Main thing is thw gap between the panels and the cleats. I go 1/8".
When using vise tongs, it's very important unlock them after double seaming the panel, kick the panel outward a bit to relax it, then install the cleats with a gap between them and the panel. Leaving the tongs on and clamped will remove any play in the panels, eleminating room for expansion/ contraction, and lead to an early demise.


----------



## tomstruble (Jan 19, 2009)

Frank
you need to do a tutorial for us:yes:
im sure you have plenty of time:no:

i do some small time copper work
Revere has a big book about copper ,its hisory,properties and how its used in roofing
its a good place to start


----------



## Shirazman (Nov 1, 2009)

Contact VM Zinc. I did a course in Stratford , London with them. You can do 2 day intro then 2 day intermediate then advanced and they give you plenty back up when you are on the job.
Hope this helps, Shirazman


----------



## Interloc (Apr 6, 2009)

on the job is best


----------



## Grumpy (Oct 29, 2008)

First rule of copper is always wear gloves. Your sweat and natural oils will make the copper patina in an uneven pattern. Infact I have seen jobs less than a year old where you could see very visible hand and finger prints on the copper. 

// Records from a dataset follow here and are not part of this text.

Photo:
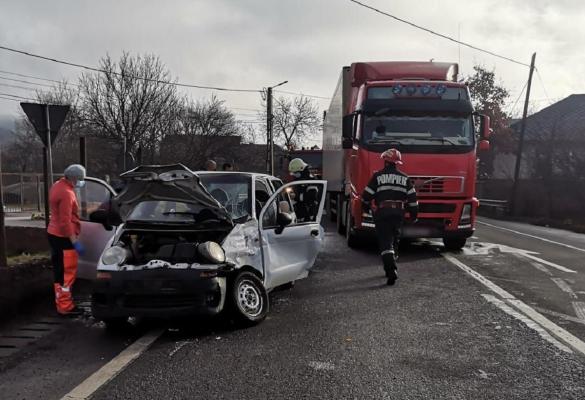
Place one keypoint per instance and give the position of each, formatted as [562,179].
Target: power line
[302,94]
[18,97]
[35,77]
[439,34]
[27,82]
[88,68]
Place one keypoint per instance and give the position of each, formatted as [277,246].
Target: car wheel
[249,300]
[353,239]
[115,324]
[454,244]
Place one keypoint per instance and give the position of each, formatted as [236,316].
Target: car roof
[250,174]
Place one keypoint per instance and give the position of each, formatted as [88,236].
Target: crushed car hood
[165,183]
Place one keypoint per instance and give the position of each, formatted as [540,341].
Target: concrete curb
[22,284]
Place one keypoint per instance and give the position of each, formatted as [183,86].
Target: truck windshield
[418,130]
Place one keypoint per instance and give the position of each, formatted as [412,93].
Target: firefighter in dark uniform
[306,204]
[392,193]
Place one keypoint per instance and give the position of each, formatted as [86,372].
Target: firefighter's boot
[390,267]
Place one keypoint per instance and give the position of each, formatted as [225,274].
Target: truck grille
[436,208]
[438,184]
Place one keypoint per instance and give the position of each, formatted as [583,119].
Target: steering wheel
[221,196]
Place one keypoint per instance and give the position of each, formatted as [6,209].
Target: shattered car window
[231,191]
[169,211]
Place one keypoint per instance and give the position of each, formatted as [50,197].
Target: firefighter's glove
[79,248]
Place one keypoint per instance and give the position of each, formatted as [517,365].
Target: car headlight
[212,251]
[115,255]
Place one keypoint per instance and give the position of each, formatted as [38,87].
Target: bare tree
[295,121]
[207,130]
[130,100]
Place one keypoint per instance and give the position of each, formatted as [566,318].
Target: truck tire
[351,236]
[339,214]
[248,300]
[454,244]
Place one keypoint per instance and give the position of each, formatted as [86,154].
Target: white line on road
[579,308]
[527,321]
[564,286]
[560,315]
[106,373]
[555,330]
[550,264]
[532,236]
[541,267]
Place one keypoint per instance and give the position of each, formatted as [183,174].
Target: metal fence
[23,192]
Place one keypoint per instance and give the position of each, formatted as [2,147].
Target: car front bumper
[160,293]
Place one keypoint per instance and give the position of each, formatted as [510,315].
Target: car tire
[248,299]
[115,324]
[339,215]
[351,236]
[454,244]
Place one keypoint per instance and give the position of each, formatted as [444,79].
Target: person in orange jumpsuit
[63,231]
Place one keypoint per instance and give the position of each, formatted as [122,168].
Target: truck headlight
[115,255]
[212,251]
[465,214]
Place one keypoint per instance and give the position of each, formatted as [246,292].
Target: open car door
[96,194]
[290,231]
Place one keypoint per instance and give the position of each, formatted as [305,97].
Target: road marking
[532,236]
[541,267]
[322,365]
[527,321]
[564,286]
[485,249]
[550,264]
[579,308]
[560,315]
[555,330]
[106,373]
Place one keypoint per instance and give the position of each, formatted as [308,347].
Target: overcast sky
[255,43]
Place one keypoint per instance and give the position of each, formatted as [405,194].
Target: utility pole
[269,133]
[3,261]
[514,202]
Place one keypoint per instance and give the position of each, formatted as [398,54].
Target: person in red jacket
[64,229]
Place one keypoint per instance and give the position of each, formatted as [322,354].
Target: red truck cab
[421,109]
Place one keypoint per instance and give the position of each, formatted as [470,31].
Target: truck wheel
[339,214]
[248,299]
[454,244]
[332,216]
[353,239]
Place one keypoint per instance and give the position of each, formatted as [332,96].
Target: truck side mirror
[484,127]
[347,131]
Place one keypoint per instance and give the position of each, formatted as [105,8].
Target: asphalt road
[343,334]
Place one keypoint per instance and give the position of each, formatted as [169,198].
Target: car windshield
[233,191]
[420,130]
[170,212]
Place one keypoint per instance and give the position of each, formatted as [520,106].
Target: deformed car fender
[242,246]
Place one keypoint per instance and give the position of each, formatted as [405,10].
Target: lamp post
[269,133]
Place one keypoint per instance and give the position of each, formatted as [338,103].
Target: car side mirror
[282,220]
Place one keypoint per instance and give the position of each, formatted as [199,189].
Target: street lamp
[269,134]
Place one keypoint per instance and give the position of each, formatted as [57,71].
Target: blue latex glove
[79,248]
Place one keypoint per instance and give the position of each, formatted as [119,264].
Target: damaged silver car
[175,242]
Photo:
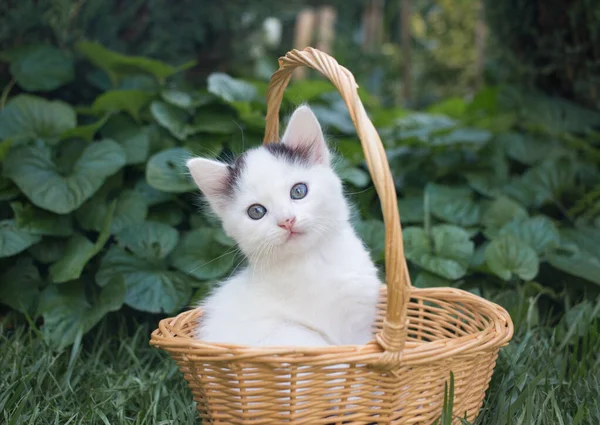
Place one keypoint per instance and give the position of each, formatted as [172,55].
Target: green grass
[547,375]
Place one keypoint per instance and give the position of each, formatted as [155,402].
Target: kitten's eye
[256,211]
[299,191]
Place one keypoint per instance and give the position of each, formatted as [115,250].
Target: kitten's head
[277,199]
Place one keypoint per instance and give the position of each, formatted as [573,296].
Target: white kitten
[310,280]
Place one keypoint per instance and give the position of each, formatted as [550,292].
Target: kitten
[309,280]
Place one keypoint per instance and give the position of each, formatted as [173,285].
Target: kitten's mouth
[293,234]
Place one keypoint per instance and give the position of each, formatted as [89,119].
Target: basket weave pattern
[420,336]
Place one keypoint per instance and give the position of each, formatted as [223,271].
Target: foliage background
[100,228]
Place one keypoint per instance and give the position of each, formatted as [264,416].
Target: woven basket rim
[497,332]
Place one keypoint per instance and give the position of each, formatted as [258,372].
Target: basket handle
[394,331]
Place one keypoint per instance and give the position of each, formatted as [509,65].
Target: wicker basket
[421,335]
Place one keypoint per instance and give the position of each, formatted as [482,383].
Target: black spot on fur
[235,171]
[296,155]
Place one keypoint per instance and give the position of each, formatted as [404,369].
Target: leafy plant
[97,210]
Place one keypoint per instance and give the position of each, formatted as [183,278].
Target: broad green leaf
[353,175]
[14,240]
[586,238]
[79,251]
[207,121]
[500,212]
[453,204]
[8,190]
[48,187]
[42,68]
[544,182]
[26,117]
[446,252]
[131,208]
[412,209]
[130,101]
[167,213]
[428,280]
[172,118]
[307,90]
[68,313]
[20,286]
[577,263]
[149,240]
[117,65]
[85,132]
[150,286]
[151,195]
[231,89]
[372,233]
[40,222]
[524,148]
[48,250]
[166,171]
[463,136]
[538,232]
[507,256]
[200,254]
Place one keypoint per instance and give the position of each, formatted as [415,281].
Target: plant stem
[5,93]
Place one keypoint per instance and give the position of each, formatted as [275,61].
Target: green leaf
[446,252]
[85,132]
[166,171]
[20,286]
[151,195]
[131,208]
[79,251]
[544,182]
[8,190]
[538,232]
[130,101]
[168,213]
[202,255]
[14,240]
[577,263]
[172,118]
[524,148]
[39,222]
[48,250]
[149,240]
[428,280]
[208,121]
[230,89]
[68,313]
[462,136]
[42,68]
[412,209]
[453,204]
[48,187]
[26,117]
[118,66]
[500,212]
[150,287]
[506,256]
[372,233]
[353,175]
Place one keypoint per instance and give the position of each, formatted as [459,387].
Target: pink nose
[287,224]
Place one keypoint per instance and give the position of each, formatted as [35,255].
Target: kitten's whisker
[231,251]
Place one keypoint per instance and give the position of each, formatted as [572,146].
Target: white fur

I've done very little copper work myself personally, but that's because it is sooo highly specialized. We as a company do a fair ammount of copper work however, because I have guys who are very well trained in workig with it. Flashings, gutters are most common. We also do standing seam on dormers, bays, porches, gazebos, etc... It's really a way to grab some attention for not alot of money. GREAT on the front of a house. 


LOL 2nd rule of copper. Don't put copper downspouts in an urban area unless you want to donate them to the junk collectors. We do at least half dozen jobs a year simply replacing stolen copper downspouts in Chicago. LOL I have often wondered how to capitolize on that specialty or replacing stolen downspouts.


----------



## robert (Oct 29, 2008)

We had that problem on a job in New Orleans after Katrina we left the downspouts off till the home owner moved in


----------



## AaronB. (Nov 23, 2008)

I have heard stories of people stealing the copper off roofs while the homes are inhabited. 

They are said to have taken the flashings, valleys, everything.


----------



## English Roofer (Dec 26, 2008)

There is still a problem in the U.K with metal theft mainley lead, as the scrap price is still high, there also stealing the power lines around train tracks because of the copper inside!
Cheers
Dave


----------



## max (Dec 6, 2009)




----------



## The Roofing God (Oct 31, 2008)

A buddy was doing mega copper work in NYC,They were using all lead coated copper,When he said he liked the look of the regular better,the foreman told him "So do the thieves,they leave the leaded copper alone because they think it`s aluminum"


----------